From: "Kim Elmore" <Kim.Elmore@noaa.gov>
Date: Fri, 22 Jul 2005 21:49:41 -0500
In-reply-to: <Pine.SOL.4.32.0507221521250.18308-100000@jaques>
References: <6.2.3.4.2.20050722162032.0385be60@129.15.69.4> <Pine.SOL.4.32.0507221521250.18308-100000@jaques>
I apologize for not being more clear; I admit being in a hurry to get the kids from day care. Regardless, I don't mean for the group to divine my problem based on my poor description: yes, these data are of different length. I get them in a data frame by padding the columns with an appropriate number of NA values. I operate on the data columns by using na.omit() whenever necessary. This probably isn't the best way to go, but it makes sense to me for the data I have.

I'm at home and don't have the data here, but Sam Buttrey got close, but left out the 8. I'll modify his example:

x <- c(1, 2, 3, 1.5, 1.5, 8)
y <- c(2, 1.5, 1.5, 1.5, 1.5, 1.5, 2, 1, 3, 9, 11, 8)

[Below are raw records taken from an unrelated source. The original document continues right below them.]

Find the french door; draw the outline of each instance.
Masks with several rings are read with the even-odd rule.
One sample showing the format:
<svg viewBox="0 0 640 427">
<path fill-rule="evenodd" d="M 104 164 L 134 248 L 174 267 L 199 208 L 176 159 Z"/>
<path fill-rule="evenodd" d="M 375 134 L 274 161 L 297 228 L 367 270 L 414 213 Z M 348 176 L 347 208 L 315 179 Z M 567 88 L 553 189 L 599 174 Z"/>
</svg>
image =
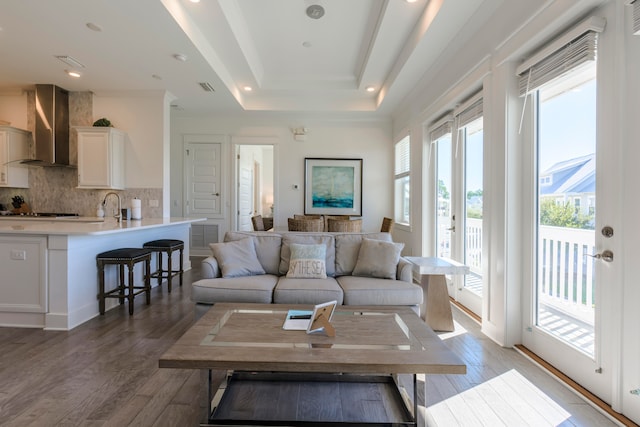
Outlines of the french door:
<svg viewBox="0 0 640 427">
<path fill-rule="evenodd" d="M 436 256 L 470 267 L 448 278 L 449 295 L 482 316 L 482 117 L 460 122 L 436 145 Z"/>
<path fill-rule="evenodd" d="M 532 94 L 533 268 L 531 326 L 523 342 L 605 401 L 611 398 L 610 353 L 600 285 L 610 283 L 612 217 L 606 170 L 610 141 L 597 138 L 596 64 Z M 608 197 L 609 196 L 609 197 Z M 608 245 L 609 244 L 609 245 Z"/>
</svg>

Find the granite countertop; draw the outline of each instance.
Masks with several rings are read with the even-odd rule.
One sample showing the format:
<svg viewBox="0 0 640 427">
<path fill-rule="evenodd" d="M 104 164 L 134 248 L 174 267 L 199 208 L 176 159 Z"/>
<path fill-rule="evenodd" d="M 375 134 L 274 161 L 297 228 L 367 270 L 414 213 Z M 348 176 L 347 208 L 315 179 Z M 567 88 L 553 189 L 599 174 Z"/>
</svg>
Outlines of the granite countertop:
<svg viewBox="0 0 640 427">
<path fill-rule="evenodd" d="M 98 217 L 66 217 L 66 218 L 28 218 L 0 217 L 0 234 L 55 234 L 55 235 L 87 235 L 112 234 L 136 231 L 145 228 L 166 227 L 170 225 L 188 224 L 205 221 L 206 218 L 143 218 L 140 220 L 122 221 L 114 218 Z"/>
</svg>

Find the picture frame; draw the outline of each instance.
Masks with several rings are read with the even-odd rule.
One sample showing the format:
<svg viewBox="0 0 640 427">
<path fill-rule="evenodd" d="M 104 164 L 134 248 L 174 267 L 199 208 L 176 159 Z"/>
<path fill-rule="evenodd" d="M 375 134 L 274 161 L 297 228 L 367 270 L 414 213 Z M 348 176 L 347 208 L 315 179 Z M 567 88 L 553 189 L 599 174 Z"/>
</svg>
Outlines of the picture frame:
<svg viewBox="0 0 640 427">
<path fill-rule="evenodd" d="M 330 337 L 335 336 L 336 332 L 331 325 L 331 319 L 333 318 L 333 313 L 337 305 L 338 301 L 329 301 L 314 306 L 309 326 L 307 327 L 307 333 L 311 334 L 322 331 Z"/>
<path fill-rule="evenodd" d="M 362 159 L 304 159 L 305 215 L 362 216 Z"/>
</svg>

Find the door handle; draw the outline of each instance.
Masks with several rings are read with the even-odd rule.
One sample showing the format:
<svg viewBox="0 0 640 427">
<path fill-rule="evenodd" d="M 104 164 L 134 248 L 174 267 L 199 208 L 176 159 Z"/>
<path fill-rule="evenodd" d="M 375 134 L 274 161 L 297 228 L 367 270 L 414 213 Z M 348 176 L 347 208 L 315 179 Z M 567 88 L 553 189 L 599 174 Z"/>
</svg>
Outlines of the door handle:
<svg viewBox="0 0 640 427">
<path fill-rule="evenodd" d="M 447 230 L 455 232 L 456 231 L 456 226 L 454 225 L 453 227 L 449 227 L 449 228 L 447 228 Z"/>
<path fill-rule="evenodd" d="M 607 249 L 607 250 L 605 250 L 605 251 L 602 251 L 602 253 L 599 253 L 599 254 L 593 254 L 593 255 L 585 254 L 585 255 L 586 255 L 586 256 L 590 256 L 590 257 L 595 258 L 595 259 L 601 259 L 601 260 L 603 260 L 604 262 L 611 262 L 611 261 L 613 261 L 613 252 L 611 252 L 611 251 L 610 251 L 610 250 L 608 250 L 608 249 Z"/>
<path fill-rule="evenodd" d="M 219 196 L 220 196 L 220 193 L 211 193 L 211 195 L 212 195 L 212 196 L 219 197 Z"/>
</svg>

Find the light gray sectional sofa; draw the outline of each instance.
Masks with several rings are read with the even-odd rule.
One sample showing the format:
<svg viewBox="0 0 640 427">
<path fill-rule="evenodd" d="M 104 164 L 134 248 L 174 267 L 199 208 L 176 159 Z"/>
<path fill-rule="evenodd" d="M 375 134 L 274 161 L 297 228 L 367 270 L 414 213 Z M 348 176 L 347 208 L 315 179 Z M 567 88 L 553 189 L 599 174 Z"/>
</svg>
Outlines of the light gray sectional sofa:
<svg viewBox="0 0 640 427">
<path fill-rule="evenodd" d="M 224 242 L 211 244 L 214 255 L 202 262 L 203 279 L 192 285 L 196 303 L 336 300 L 418 311 L 423 300 L 411 264 L 400 256 L 402 244 L 393 243 L 389 233 L 238 231 L 227 232 Z M 309 249 L 321 254 L 310 256 Z"/>
</svg>

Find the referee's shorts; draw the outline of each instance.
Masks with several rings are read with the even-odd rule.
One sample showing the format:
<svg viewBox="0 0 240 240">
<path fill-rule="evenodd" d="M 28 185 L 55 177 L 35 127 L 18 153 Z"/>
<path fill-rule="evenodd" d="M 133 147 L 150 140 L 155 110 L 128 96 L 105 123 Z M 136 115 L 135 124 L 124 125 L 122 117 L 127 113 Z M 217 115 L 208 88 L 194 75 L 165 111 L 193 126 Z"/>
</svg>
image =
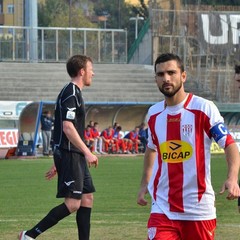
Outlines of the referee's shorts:
<svg viewBox="0 0 240 240">
<path fill-rule="evenodd" d="M 58 173 L 57 198 L 81 199 L 82 194 L 95 192 L 83 154 L 57 148 L 53 158 Z"/>
</svg>

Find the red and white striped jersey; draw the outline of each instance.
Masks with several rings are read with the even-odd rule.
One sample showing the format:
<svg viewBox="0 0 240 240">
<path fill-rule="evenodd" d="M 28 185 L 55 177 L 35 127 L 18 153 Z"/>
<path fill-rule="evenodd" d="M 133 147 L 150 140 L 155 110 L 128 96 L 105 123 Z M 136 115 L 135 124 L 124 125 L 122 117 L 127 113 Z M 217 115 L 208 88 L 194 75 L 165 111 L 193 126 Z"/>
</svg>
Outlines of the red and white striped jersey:
<svg viewBox="0 0 240 240">
<path fill-rule="evenodd" d="M 152 213 L 169 219 L 216 218 L 210 146 L 234 140 L 213 102 L 188 94 L 176 106 L 159 102 L 148 111 L 148 147 L 157 151 L 148 184 Z"/>
</svg>

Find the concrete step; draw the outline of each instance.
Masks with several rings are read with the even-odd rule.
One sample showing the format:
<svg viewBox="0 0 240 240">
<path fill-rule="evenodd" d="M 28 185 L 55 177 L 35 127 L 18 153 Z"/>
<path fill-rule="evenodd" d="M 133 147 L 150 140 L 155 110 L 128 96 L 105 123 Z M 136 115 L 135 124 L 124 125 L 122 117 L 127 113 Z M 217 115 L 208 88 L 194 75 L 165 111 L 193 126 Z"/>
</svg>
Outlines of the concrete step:
<svg viewBox="0 0 240 240">
<path fill-rule="evenodd" d="M 161 95 L 153 67 L 128 64 L 94 64 L 92 86 L 84 88 L 88 102 L 146 102 Z M 70 81 L 65 64 L 0 63 L 0 100 L 55 101 Z"/>
</svg>

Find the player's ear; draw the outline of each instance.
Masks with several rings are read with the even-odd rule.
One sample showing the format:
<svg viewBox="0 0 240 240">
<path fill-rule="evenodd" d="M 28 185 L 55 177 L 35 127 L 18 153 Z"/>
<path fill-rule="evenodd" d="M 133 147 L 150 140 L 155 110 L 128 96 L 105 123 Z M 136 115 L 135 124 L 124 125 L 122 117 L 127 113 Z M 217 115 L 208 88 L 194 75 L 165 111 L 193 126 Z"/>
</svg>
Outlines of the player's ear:
<svg viewBox="0 0 240 240">
<path fill-rule="evenodd" d="M 84 68 L 81 68 L 81 69 L 79 70 L 78 74 L 79 74 L 80 76 L 83 76 L 83 75 L 84 75 L 84 72 L 85 72 Z"/>
<path fill-rule="evenodd" d="M 186 80 L 187 80 L 187 72 L 183 71 L 181 75 L 182 75 L 182 82 L 186 82 Z"/>
</svg>

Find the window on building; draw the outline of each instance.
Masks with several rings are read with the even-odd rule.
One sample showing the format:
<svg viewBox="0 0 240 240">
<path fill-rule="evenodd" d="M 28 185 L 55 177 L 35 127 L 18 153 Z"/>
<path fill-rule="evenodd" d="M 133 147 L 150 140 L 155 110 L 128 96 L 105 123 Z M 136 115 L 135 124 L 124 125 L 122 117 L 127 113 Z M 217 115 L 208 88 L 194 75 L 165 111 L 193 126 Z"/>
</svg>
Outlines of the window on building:
<svg viewBox="0 0 240 240">
<path fill-rule="evenodd" d="M 14 13 L 14 5 L 13 4 L 9 4 L 7 6 L 7 13 L 9 13 L 9 14 L 13 14 Z"/>
</svg>

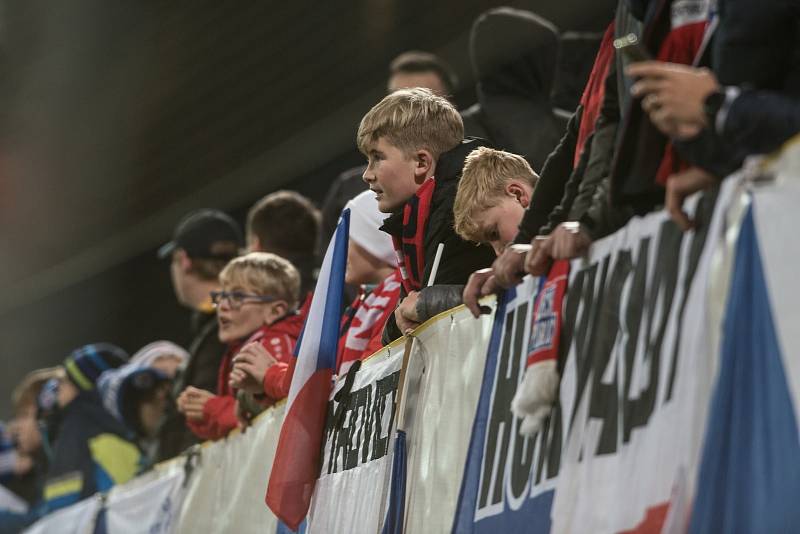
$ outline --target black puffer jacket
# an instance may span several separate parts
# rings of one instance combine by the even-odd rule
[[[494,251],[488,245],[478,245],[461,239],[453,229],[453,204],[461,179],[461,170],[464,160],[470,152],[480,146],[486,146],[484,141],[466,139],[459,146],[442,154],[436,162],[436,186],[431,198],[430,215],[424,232],[425,270],[422,280],[427,281],[433,267],[436,249],[439,243],[444,243],[444,251],[436,274],[437,286],[451,286],[449,289],[437,289],[435,286],[424,288],[420,291],[420,300],[417,310],[424,311],[422,321],[441,313],[461,303],[460,291],[453,290],[452,286],[466,284],[469,276],[478,269],[489,267],[494,261]],[[403,209],[389,216],[383,223],[381,230],[389,235],[399,237],[403,233]],[[384,330],[384,341],[388,342],[402,335],[390,316]]]
[[[173,387],[175,398],[187,387],[194,386],[206,391],[216,391],[220,362],[227,347],[219,340],[215,313],[197,311],[192,317],[194,339],[189,346],[189,364],[176,378]],[[179,413],[175,403],[167,405],[158,436],[157,461],[168,460],[198,442],[197,437],[186,426],[186,419]]]

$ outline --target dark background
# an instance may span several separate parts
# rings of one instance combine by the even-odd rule
[[[79,345],[186,344],[155,249],[196,208],[321,201],[361,162],[358,121],[398,53],[442,55],[466,107],[482,11],[597,32],[614,4],[0,1],[0,417],[25,373]]]

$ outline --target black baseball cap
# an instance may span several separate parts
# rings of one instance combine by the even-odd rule
[[[242,247],[244,239],[236,221],[219,210],[201,209],[181,219],[172,241],[158,249],[158,257],[164,259],[182,248],[190,258],[233,259]]]

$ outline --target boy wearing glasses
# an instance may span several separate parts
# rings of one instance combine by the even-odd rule
[[[203,439],[220,439],[238,426],[237,389],[250,386],[250,380],[229,382],[234,359],[240,352],[257,352],[255,375],[261,378],[259,391],[269,388],[260,403],[269,405],[280,396],[269,391],[282,390],[283,376],[303,326],[296,313],[300,275],[288,261],[267,252],[251,252],[232,260],[219,275],[222,291],[212,293],[217,308],[219,339],[228,346],[217,376],[217,394],[195,387],[178,397],[178,409],[186,416],[189,428]],[[257,347],[257,349],[256,349]],[[276,369],[269,372],[273,367]],[[285,396],[285,395],[284,395]]]

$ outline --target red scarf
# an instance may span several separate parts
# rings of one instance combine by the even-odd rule
[[[344,374],[357,360],[381,348],[381,334],[388,317],[400,300],[400,273],[394,271],[369,294],[361,294],[351,304],[352,321],[339,340],[337,373]]]
[[[547,280],[536,296],[527,367],[544,360],[558,360],[563,320],[562,304],[568,281],[569,260],[558,260],[553,263]]]
[[[594,65],[592,72],[589,74],[589,80],[586,82],[586,87],[581,95],[581,105],[583,112],[581,115],[581,123],[578,127],[578,140],[575,143],[575,157],[572,166],[578,165],[578,160],[581,159],[586,139],[594,131],[597,118],[600,116],[600,108],[603,107],[603,99],[606,94],[606,78],[611,64],[614,61],[614,23],[612,22],[606,33],[603,35],[603,40],[600,41],[600,49],[597,51],[597,56],[594,58]]]
[[[392,236],[397,265],[406,292],[419,291],[425,274],[425,228],[431,213],[431,199],[436,181],[428,178],[403,206],[402,237]]]

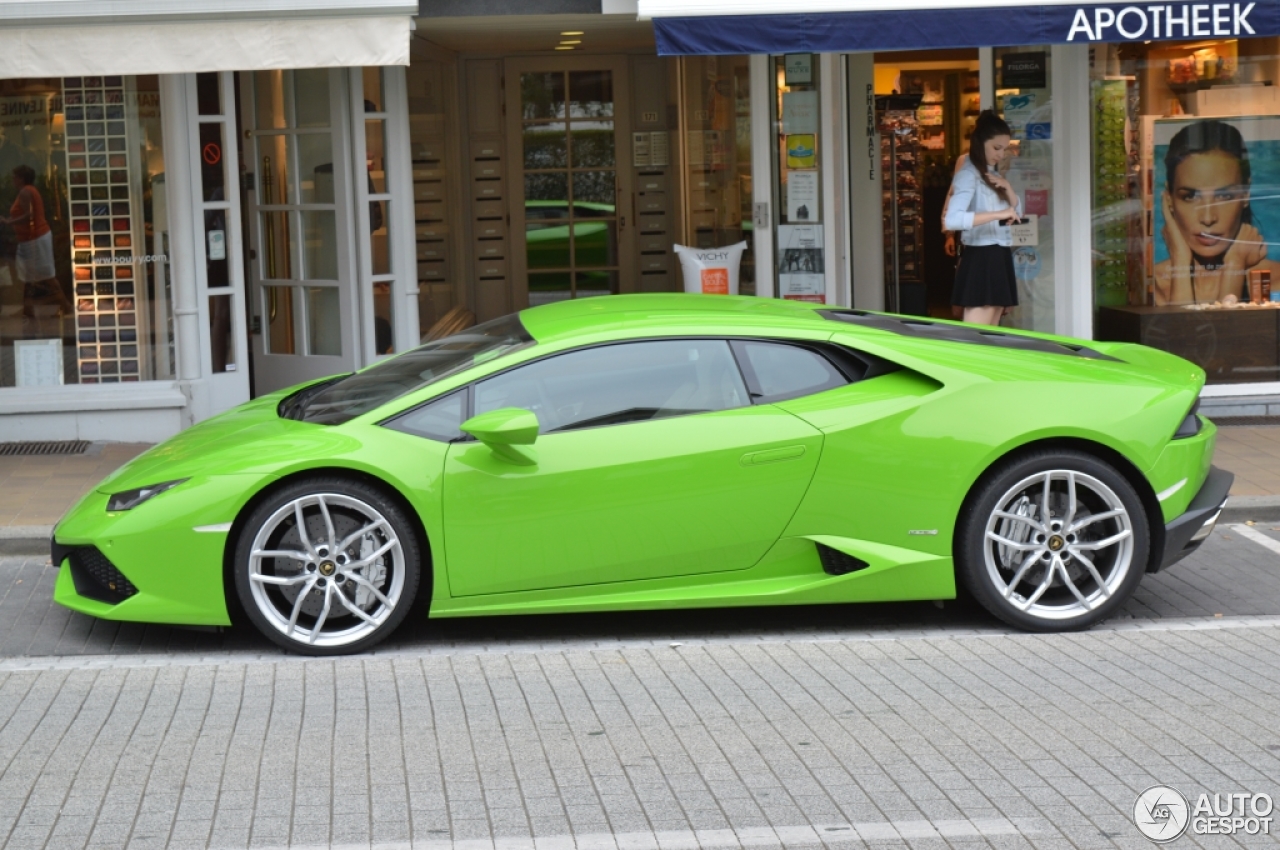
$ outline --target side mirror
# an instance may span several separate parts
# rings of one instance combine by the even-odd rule
[[[479,416],[472,416],[462,423],[463,433],[470,434],[484,443],[503,460],[521,466],[531,466],[533,456],[528,449],[538,439],[538,417],[519,407],[502,407]]]

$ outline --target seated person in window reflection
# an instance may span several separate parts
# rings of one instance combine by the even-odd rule
[[[36,189],[36,173],[29,165],[13,169],[13,183],[18,189],[7,218],[0,223],[11,226],[18,238],[14,265],[22,281],[23,313],[35,318],[35,308],[56,305],[63,315],[74,312],[71,299],[62,291],[53,263],[53,231],[44,217],[44,200]]]
[[[1155,268],[1155,303],[1191,304],[1249,298],[1249,272],[1280,270],[1249,208],[1249,152],[1240,131],[1223,121],[1179,130],[1164,158],[1160,199],[1169,259]]]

Note that the vector y contains the vector x, but permuted. The vector y which contains its own duplicate values. I want to retain those.

The result I'm after is:

c(1.5, 1.5, 1.5, 2, 9, 11). This is the vector y with every element of x removed from it.

The data frames I have contain 6 columns. Column 1 is independent. Column 2 contains new data plus all of column 1; column 3 contains new data plus all of columns 1 and 2, and so on out to column 6.

Sam's example may do exactly what I want; I'll have to try it. I also see Tom Jagger's example; I'll try that, too.

Kim Elmore



At 05:22 PM 7/22/2005, you wrote:
On Fri, 22 Jul 2005, Kim Elmore wrote:

> I have a data frame (several, really) that have a structure I'm
> trying to unravel. After column 1, which contains duplicates, each
> succeeding column contains new data *plus* all the data form column
> 1. Thus column 2 contains the entire contents of column 1 plus new
> stuff, which itself may contain duplicates. Column 3 contains the
> entire contents of column 2 plus new stuff, etc. I want to
> restructure the data so that each column contains only the data
> unique to it, but retaining any of the original duplicates.
>
> Things would be much easier if the new data had merely been pasted
> onto the previous column's data, but such is not the case: the
> original order is scrambled.
>
> For example, let's say there are two values of 1.5 in column 1, and
> column 2 contains five values of 1.5 (the two values from column 1
> plus three others that should remain in column 2). When I'm done, I
> want there to be three 1.5 values in column 2.
>
> Every cute trick I've tried removes *all* duplicates such that, in my
> above example, I am left with only one value of 1.5. There should be
> an easy, elegant (no for loops) way to do this, but I'm missing it altogether.

I'm having trouble understanding the problem.  Do you have
a fairly short input dataset along with the desired result?